Shared Care with private providers is not recommended due to the general NHS constitution principle of keeping as clear a separation as possible between private and NHS care. Shared Care is currently set up as an NHS service, and entering into a shared care arrangement may have implications around governance and quality assurance as well as promoting health inequalities. A private patient seeking access to shared care should therefore have their care completely transferred to the NHS. Shared care may be appropriate where private providers are providing commissioned NHS services and where appropriate shared care arrangements are in place.

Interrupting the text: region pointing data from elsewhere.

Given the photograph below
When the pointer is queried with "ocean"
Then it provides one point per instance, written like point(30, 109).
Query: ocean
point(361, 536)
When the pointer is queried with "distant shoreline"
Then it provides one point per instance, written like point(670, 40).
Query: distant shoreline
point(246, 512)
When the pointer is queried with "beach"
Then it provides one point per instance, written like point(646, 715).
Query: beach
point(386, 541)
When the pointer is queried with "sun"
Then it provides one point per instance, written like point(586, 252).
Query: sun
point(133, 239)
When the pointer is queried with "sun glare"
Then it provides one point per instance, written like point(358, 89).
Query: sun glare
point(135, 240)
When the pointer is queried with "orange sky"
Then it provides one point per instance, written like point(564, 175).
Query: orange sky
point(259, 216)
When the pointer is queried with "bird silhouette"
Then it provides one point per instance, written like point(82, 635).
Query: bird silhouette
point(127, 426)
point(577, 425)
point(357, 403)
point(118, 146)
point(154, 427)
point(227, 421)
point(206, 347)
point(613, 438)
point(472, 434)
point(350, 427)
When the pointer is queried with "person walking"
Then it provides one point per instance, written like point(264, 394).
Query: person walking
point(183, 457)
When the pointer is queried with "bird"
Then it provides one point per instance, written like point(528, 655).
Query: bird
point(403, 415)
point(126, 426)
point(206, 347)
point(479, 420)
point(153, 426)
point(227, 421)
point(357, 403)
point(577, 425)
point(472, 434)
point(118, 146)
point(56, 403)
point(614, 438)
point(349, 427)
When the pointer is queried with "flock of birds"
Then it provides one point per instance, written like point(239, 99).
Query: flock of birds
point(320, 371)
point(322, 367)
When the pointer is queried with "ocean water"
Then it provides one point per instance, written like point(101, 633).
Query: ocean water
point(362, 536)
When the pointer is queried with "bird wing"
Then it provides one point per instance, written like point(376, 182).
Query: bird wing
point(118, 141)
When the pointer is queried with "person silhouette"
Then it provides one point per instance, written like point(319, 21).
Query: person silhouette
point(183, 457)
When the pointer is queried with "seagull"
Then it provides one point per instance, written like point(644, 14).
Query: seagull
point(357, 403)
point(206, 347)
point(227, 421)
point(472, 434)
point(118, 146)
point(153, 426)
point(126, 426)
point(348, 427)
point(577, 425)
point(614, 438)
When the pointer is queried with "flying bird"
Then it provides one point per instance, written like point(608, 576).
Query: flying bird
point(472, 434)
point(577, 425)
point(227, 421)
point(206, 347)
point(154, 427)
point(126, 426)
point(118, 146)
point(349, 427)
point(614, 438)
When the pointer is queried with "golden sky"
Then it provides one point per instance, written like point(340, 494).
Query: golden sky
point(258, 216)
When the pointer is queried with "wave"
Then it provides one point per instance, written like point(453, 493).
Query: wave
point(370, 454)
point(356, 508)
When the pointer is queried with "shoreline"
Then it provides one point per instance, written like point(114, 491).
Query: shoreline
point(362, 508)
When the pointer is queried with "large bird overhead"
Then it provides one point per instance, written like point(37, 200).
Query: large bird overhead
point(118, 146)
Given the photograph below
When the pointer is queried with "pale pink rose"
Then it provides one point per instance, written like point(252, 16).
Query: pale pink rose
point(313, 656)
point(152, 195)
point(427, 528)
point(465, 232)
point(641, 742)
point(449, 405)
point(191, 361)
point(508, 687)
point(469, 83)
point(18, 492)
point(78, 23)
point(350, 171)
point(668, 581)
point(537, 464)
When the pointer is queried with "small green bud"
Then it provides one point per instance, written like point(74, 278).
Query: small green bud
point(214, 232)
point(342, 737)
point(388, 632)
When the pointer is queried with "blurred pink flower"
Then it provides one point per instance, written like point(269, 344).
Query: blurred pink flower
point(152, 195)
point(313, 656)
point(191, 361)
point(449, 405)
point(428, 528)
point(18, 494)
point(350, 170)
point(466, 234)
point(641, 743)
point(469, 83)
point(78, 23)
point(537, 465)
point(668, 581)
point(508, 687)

All shared care arrangements are voluntary, so even where agreements are in place, practices can decline shared care requests on clinical and capacity grounds. The responsibility for the patient’s care and ongoing prescribing then remains the responsibility of the private provider.
As a Practice we are following the BMA guidance, around private ADHD shared care agreements. Presently we are not commissioned for most private ADHD services and are therefore, not required to sign up for all private shared care agreements offering ADHD care, other than with Psychiatry-UK.
We understand that this is frustrating, but presently and until we are authorised to include other ADHD services we are abiding to the BMA guidance.
Patients suspecting ADHD must consult with their GP, who will arrange a Psychiatry-UK referral for assessment.